ピアノ弾きの腱鞘炎の原因と解決方法

こんにちは、コンムジカ野田です。

今回は、ピアノ弾きの腱鞘炎についてお話ししていきたいと思います。(※あくまでも私の場合です)

私の場合、ショパンのエチュードを始めた頃から手首が痛くなることが多くなり、それから高校~音大卒業して数年間、腱鞘炎の問題を抱えていました。

場所は両手とも、人差し指と親指を身体側にたどっていった、手首より2cm程上の方に炎症が起き、酷い時はぷっくりとふくれあがり、痛み止めの注射を打って試験などの本番に臨んだこともありました。

今では、数時間弾いてもエチュードを練習していても何も問題は起きません。

それでは、腱鞘炎の原因と解決法についてまとめたいと思います。

原因は大きく分けて2つ。

腱鞘炎の原因

1、力の入れ過ぎ
2、間違った頭の使い方

1、力の入れ過ぎ

単純に、不要な力とともに無駄に鍵盤を押しこんでいました。
ピアノの鍵盤の重さは約50g、鍵盤の底に到達するのに約1cm。
普通に考えれば、容易に音が出ることは分かりますが、ただの根性論でピアノに向かっていた私は力みまくって弾いていました。
ピアノの音量は、力ではなく鍵盤を押す速度で変えるもので、いくら筋肉を固めて鍵盤をぶっ叩いたところで、良いフォルテは出ません。

既に力んで弾く弾き方が当たり前になっている状況だと、意識しないと力んでいることに気が付かつかないことが多いです。

早いパッセージ、複雑なパッセージを弾く時は、呼吸、拍、音楽的な流れとともにゆっくりから練習していけば負担がかからないですが、指だけの問題としてとらえてしまうと、どんどんみるみる手首や腕に力みが生じてしまいます。
ただ指がそこに行くことだけを考えて練習してしまうと、身体が悲鳴をあげ、腱鞘炎を発症してしまう原因になります。

あとは、小さい音を弾くときも、認識がずれていると、手首や腕でコントロールしようとし力が生じてしまいます。

2、間違った頭の使い方

これは、1ともつながってきますが、ピアノを弾くということは、音楽を表現することです。

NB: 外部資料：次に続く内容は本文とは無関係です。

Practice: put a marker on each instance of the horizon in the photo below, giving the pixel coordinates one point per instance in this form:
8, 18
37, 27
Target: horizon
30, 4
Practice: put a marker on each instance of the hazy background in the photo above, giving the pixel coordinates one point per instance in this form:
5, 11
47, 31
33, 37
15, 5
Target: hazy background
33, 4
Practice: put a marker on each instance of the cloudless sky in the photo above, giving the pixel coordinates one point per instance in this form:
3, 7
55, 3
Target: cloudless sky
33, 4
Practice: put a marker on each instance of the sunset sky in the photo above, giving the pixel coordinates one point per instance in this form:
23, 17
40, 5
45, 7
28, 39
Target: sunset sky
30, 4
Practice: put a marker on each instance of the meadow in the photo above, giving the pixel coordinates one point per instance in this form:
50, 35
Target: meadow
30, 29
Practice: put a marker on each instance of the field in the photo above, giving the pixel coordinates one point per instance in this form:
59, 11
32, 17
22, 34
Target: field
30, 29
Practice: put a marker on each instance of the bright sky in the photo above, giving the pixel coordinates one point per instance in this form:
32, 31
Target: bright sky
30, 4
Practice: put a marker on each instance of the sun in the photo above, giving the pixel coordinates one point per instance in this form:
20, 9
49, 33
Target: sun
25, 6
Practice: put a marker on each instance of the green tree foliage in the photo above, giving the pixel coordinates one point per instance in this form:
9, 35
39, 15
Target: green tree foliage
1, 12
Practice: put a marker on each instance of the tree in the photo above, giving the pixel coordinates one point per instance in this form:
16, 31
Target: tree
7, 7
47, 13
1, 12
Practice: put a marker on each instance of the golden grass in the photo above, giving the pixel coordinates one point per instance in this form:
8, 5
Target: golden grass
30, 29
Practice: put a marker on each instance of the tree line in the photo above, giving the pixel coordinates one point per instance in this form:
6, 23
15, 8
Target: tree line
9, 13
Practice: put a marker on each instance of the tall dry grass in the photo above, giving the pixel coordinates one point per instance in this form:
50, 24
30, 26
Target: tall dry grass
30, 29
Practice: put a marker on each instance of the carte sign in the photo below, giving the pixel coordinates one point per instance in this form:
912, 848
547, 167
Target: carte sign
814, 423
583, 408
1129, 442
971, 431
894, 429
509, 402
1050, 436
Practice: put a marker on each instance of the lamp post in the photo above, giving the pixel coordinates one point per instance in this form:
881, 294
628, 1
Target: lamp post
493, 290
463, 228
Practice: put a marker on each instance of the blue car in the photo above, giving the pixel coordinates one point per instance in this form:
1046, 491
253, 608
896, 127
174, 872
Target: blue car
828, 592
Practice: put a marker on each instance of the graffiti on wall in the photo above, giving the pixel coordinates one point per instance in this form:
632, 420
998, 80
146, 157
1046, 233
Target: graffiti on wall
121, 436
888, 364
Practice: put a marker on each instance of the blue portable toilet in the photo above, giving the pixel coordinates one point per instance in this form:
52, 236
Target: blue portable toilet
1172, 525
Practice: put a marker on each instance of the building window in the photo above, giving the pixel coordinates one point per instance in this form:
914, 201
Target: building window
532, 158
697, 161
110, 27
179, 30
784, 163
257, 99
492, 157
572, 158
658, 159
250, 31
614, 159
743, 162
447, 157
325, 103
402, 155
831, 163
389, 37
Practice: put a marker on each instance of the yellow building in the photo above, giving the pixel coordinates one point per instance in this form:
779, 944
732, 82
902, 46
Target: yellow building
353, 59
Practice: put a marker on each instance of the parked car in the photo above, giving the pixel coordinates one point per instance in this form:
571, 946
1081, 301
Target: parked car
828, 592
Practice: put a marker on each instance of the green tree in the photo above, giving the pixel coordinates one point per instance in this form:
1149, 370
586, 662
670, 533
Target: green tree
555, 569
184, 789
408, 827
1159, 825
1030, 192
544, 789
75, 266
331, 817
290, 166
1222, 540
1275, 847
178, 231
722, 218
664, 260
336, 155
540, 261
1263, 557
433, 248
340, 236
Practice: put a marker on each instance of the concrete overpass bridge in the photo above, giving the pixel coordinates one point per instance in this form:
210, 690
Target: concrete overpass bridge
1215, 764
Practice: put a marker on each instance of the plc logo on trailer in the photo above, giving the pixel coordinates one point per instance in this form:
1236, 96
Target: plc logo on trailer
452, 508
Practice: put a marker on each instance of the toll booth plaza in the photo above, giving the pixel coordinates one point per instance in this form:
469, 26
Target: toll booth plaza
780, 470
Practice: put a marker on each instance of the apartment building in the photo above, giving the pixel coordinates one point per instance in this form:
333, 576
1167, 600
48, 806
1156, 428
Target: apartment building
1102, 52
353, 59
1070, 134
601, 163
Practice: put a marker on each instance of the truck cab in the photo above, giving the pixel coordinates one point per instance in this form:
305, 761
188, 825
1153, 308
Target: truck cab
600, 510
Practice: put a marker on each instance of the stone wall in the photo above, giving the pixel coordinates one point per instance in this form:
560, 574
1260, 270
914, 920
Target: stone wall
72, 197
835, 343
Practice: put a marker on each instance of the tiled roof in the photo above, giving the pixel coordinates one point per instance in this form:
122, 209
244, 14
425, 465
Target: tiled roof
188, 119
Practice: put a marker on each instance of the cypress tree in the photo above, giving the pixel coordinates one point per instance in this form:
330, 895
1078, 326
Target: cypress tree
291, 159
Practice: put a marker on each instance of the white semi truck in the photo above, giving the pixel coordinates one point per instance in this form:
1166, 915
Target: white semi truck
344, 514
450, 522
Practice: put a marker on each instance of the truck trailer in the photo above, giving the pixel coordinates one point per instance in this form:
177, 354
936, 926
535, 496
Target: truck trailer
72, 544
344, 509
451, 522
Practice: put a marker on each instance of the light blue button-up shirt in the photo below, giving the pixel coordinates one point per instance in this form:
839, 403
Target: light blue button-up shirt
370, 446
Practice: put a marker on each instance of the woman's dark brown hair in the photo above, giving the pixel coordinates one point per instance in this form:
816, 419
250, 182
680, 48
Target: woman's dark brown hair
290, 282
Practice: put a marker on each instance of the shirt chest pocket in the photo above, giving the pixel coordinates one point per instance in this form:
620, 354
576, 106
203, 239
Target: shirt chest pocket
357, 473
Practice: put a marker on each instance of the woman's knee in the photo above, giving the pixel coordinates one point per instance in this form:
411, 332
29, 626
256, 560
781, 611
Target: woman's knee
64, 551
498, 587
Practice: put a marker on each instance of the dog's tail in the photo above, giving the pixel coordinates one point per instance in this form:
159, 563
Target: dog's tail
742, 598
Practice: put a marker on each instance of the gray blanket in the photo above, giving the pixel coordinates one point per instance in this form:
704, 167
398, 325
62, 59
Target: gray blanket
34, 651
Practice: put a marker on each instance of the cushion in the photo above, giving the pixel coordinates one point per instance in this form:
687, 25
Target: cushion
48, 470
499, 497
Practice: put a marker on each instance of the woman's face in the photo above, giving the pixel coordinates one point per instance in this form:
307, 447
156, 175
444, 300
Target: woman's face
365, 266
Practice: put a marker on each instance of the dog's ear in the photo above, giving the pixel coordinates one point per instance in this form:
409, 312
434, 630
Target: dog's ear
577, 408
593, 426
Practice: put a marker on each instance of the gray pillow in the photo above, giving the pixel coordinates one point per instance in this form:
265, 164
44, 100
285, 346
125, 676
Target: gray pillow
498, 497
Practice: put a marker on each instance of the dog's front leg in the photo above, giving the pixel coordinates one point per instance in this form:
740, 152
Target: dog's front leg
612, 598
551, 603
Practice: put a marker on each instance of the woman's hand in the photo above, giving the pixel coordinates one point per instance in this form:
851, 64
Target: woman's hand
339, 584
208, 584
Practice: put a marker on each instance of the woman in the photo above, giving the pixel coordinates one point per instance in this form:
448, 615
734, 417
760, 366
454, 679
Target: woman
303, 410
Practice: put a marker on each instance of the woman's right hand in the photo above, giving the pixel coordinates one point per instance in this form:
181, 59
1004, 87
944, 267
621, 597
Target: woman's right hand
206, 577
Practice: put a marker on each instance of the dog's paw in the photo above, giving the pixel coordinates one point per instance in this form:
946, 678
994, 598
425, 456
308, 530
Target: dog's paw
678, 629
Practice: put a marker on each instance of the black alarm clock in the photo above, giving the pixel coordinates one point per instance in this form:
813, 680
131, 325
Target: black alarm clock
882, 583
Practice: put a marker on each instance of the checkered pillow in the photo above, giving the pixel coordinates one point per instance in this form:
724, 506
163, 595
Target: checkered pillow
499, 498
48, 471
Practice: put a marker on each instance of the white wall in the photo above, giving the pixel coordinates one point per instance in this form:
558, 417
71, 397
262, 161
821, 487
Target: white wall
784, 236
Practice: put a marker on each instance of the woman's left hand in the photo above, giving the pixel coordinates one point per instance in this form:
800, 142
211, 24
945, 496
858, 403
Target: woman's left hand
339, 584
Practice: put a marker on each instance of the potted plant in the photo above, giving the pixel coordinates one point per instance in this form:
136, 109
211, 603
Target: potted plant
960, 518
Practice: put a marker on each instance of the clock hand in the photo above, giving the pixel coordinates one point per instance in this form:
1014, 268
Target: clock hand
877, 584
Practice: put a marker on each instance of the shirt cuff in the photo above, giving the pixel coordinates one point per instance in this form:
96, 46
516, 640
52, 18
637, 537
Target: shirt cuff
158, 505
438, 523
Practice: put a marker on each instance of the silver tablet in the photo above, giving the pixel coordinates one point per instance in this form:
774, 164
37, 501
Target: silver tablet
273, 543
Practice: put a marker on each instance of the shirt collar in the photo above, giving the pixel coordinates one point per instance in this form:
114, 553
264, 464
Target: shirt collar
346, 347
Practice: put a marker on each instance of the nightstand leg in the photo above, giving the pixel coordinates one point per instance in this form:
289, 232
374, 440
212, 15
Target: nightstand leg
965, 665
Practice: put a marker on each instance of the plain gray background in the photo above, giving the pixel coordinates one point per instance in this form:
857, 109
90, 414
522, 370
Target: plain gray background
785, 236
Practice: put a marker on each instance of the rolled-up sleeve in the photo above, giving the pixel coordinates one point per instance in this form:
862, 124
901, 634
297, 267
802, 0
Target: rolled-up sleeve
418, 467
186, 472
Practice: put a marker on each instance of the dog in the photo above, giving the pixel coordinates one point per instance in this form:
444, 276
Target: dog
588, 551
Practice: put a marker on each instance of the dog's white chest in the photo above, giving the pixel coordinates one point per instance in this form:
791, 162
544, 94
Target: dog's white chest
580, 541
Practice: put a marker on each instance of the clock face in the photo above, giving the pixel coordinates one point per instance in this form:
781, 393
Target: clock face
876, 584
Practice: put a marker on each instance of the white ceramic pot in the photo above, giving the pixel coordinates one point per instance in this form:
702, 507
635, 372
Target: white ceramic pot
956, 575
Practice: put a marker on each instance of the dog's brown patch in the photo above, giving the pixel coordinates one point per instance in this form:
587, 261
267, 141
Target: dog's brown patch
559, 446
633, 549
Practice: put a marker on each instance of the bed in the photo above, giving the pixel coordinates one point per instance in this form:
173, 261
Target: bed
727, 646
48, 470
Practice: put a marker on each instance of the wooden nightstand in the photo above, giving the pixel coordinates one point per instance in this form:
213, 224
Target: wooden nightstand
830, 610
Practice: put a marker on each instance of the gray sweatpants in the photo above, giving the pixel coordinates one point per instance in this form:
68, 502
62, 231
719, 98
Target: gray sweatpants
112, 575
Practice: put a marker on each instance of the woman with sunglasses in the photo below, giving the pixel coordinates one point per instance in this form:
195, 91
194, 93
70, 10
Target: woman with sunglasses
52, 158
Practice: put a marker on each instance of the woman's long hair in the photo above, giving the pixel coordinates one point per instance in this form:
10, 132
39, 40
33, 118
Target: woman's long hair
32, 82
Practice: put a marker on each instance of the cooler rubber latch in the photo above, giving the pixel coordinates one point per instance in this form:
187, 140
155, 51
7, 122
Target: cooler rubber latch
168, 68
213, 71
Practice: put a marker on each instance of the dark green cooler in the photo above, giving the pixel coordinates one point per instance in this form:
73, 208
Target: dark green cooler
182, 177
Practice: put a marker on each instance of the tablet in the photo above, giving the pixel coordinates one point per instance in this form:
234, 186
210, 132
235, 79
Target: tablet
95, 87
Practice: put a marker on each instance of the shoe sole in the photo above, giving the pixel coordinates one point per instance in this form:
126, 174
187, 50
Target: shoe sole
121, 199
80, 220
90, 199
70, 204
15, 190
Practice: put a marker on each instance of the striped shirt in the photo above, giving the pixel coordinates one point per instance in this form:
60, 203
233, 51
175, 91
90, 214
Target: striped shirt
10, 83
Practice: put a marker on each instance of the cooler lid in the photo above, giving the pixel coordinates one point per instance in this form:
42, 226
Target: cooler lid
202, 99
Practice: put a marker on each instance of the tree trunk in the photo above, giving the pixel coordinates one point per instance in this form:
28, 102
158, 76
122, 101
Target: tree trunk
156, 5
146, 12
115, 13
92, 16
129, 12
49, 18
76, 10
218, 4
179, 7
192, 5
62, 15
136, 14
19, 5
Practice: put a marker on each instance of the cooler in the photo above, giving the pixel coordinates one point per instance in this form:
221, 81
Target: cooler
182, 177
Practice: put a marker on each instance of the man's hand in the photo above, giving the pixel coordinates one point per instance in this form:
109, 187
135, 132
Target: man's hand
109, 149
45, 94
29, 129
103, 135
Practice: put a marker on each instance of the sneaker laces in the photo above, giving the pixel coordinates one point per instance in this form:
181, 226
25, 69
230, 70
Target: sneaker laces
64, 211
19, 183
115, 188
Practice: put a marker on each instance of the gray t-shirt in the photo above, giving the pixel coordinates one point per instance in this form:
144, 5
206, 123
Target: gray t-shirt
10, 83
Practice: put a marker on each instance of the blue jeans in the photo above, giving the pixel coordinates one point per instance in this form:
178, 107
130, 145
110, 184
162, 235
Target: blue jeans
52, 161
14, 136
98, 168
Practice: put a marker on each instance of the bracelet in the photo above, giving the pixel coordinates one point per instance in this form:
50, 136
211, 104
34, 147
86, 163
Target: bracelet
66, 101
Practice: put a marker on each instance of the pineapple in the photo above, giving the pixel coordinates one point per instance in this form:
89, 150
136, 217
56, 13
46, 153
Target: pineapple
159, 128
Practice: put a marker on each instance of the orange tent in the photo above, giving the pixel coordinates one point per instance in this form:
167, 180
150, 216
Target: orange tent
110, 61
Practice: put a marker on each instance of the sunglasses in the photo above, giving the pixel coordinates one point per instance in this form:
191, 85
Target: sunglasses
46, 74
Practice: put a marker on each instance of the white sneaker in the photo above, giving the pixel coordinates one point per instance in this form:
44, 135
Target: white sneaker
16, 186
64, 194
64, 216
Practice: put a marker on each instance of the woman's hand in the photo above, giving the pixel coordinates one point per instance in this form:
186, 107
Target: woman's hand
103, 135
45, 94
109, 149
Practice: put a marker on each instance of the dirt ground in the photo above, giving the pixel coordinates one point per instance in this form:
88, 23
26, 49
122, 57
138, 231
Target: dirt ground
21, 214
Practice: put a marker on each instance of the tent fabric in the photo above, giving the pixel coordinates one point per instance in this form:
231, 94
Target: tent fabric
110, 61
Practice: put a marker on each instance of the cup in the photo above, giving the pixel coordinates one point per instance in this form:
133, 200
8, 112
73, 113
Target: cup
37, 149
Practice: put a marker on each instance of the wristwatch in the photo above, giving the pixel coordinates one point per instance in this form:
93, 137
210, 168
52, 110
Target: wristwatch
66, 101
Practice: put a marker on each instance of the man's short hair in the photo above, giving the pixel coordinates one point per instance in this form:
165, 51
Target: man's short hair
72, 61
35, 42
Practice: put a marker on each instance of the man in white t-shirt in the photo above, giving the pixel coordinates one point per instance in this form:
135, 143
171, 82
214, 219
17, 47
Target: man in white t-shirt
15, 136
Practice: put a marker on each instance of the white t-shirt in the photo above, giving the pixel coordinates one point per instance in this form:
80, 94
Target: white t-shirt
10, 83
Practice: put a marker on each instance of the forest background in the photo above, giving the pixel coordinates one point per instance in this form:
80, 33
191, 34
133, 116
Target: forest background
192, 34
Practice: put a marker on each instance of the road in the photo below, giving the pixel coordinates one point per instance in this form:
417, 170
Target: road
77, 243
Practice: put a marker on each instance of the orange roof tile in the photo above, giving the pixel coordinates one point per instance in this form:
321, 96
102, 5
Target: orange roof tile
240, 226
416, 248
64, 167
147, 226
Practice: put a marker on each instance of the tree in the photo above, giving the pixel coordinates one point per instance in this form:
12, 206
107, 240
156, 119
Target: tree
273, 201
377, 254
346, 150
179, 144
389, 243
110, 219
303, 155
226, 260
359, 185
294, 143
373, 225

指は、目的の最終地点にあるのではなくて、頭の中にある音楽を再現するためにコントロールするものです。

当時の私はこの1番重要なことを分かっていませんでした。
音楽には、呼吸があり、拍があり、想いがあり、流れがあります。
それらを無視して鍵盤をたたくことにばかり意識が向き、音を間違えないように弾くことしか考えてなかった私は、、どんどん身体が壊れていきました。

腱鞘炎の解決方法

1、とにかく脱力
2、ピアノを弾くことに対する概念を変える

1、とにかく脱力

そう、とにかく脱力。力を抜く。
今まで力を入れまくって弾いてたものを全くなくすのは難しいし、その上で本番を迎えるのは恐怖以外の何ものでもないけれど乗り越えるのみ。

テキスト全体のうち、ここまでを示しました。